CLNov 5, 2025

Large Language Models for Scientific Idea Generation: A Creativity-Centered Survey

arXiv:2511.07448v15 citationsh-index: 29
Originality Synthesis-oriented
AI Analysis

It addresses the problem of inconsistent creative capacity in LLMs for scientific ideation, which is crucial for researchers and AI developers, but is incremental as a survey.

This survey synthesizes methods for using large language models (LLMs) to generate scientific ideas, categorizing approaches into five families and analyzing them with creativity frameworks to clarify the field's state and outline future directions.

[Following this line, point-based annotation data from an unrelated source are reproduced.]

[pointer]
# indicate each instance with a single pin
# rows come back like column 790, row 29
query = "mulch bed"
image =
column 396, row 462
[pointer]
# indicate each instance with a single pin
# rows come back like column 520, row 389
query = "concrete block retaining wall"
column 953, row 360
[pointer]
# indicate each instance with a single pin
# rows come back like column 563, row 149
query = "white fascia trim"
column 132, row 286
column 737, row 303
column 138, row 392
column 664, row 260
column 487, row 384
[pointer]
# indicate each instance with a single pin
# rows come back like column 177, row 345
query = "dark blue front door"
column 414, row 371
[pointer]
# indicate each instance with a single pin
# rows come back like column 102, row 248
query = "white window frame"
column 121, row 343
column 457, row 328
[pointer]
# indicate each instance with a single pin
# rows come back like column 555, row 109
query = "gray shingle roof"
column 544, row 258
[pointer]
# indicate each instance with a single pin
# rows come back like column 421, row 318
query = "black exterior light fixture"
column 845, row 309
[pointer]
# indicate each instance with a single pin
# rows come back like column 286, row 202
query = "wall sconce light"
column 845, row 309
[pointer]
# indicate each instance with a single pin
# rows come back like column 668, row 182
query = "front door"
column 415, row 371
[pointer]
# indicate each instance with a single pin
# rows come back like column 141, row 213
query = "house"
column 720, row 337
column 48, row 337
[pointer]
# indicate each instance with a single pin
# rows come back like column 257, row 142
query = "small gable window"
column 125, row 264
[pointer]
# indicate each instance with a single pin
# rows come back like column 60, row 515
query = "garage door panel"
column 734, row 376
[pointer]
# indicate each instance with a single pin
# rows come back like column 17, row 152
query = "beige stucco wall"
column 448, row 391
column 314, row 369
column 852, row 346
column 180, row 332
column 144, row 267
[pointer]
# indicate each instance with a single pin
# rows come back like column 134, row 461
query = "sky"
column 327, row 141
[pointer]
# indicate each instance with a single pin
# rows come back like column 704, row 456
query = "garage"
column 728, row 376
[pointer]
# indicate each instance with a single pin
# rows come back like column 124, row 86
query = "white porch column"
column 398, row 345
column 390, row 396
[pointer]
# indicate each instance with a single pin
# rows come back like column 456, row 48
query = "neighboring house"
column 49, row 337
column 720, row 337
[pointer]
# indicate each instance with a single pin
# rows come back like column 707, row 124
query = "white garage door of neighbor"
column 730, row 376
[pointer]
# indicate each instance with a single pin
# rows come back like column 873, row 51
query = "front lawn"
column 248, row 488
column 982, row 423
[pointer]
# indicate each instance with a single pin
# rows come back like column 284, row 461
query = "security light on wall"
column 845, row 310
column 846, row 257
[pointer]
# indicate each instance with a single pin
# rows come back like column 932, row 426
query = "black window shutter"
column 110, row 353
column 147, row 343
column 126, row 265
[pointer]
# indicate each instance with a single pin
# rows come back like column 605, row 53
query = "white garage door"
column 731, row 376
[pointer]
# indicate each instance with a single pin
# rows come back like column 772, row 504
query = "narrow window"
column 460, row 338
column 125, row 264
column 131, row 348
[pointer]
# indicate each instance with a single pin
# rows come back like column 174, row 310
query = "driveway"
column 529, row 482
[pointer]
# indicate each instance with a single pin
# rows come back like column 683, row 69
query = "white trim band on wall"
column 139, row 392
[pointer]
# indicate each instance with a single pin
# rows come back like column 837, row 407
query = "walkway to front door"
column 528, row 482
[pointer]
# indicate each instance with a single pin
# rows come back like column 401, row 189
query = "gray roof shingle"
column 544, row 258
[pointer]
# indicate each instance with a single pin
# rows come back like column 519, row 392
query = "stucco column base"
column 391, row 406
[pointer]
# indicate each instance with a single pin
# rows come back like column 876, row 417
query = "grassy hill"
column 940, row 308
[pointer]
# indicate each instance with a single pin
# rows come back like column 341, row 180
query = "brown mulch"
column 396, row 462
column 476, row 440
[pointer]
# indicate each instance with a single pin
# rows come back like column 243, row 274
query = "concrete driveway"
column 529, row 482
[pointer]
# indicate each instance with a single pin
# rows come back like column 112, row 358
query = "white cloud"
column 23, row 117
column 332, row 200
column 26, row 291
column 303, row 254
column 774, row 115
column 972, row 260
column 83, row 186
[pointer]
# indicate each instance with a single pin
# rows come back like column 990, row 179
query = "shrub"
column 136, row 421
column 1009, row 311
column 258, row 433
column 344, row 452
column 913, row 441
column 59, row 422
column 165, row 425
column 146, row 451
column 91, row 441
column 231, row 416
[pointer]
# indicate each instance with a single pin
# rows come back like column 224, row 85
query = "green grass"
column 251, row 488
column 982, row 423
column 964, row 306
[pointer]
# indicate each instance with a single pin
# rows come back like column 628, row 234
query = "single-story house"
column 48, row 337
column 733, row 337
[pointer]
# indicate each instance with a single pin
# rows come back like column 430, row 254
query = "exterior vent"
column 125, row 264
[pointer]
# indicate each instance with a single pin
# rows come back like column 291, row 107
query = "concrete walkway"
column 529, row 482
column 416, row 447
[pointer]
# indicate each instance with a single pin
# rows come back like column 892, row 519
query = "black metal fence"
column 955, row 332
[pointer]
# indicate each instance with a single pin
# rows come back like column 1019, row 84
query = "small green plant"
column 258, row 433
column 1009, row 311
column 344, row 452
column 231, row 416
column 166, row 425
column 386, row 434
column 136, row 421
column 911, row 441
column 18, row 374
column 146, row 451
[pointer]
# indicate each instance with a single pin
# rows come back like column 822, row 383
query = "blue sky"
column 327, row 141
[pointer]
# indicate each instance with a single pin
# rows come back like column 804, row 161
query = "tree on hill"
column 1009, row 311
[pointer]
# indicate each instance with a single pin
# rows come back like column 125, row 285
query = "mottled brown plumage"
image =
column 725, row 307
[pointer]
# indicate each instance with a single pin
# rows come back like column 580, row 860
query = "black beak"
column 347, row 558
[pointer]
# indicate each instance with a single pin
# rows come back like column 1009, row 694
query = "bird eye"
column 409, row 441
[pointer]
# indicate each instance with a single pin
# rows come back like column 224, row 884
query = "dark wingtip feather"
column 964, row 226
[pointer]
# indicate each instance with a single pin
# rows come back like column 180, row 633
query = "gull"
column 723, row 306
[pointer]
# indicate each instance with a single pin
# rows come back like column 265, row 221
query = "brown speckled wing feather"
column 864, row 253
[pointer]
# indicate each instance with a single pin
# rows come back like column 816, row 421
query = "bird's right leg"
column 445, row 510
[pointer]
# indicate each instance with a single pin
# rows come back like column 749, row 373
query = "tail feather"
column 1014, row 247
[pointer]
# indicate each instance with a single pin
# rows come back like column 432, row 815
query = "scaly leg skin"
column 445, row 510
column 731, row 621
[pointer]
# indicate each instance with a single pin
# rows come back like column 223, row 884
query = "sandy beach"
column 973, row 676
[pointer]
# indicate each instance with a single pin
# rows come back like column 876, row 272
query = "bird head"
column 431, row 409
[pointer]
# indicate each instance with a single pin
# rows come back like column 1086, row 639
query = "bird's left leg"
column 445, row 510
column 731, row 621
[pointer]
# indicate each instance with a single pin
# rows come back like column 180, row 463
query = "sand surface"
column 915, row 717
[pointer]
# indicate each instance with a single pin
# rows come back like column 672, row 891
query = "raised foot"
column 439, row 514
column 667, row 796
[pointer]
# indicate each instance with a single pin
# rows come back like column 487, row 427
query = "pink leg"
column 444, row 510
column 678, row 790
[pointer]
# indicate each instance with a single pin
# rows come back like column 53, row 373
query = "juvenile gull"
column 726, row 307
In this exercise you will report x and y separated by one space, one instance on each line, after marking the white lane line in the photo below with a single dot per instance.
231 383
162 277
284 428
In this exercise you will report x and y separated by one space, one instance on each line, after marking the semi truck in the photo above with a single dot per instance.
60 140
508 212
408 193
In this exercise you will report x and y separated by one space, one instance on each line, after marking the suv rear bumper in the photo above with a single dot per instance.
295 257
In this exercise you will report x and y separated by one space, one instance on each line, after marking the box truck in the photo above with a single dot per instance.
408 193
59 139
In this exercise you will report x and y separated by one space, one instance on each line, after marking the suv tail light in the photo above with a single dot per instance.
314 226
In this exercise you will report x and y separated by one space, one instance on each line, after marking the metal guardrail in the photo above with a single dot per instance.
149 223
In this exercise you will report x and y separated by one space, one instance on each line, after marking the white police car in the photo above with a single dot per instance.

Scientific idea generation lies at the heart of scientific discovery and has driven human progress-whether by solving unsolved problems or proposing novel hypotheses to explain unknown phenomena. Unlike standard scientific reasoning or general creative generation, idea generation in science is a multi-objective and open-ended task, where the novelty of a contribution is as essential as its empirical soundness. Large language models (LLMs) have recently emerged as promising generators of scientific ideas, capable of producing coherent and factual outputs with surprising intuition and acceptable reasoning, yet their creative capacity remains inconsistent and poorly understood. This survey provides a structured synthesis of methods for LLM-driven scientific ideation, examining how different approaches balance creativity with scientific soundness. We categorize existing methods into five complementary families: External knowledge augmentation, Prompt-based distributional steering, Inference-time scaling, Multi-agent collaboration, and Parameter-level adaptation. To interpret their contributions, we employ two complementary frameworks: Boden's taxonomy of Combinatorial, Exploratory and Transformational creativity to characterize the level of ideas each family expected to generate, and Rhodes' 4Ps framework-Person, Process, Press, and Product-to locate the aspect or source of creativity that each method emphasizes. By aligning methodological advances with creativity frameworks, this survey clarifies the state of the field and outlines key directions toward reliable, systematic, and transformative applications of LLMs in scientific discovery.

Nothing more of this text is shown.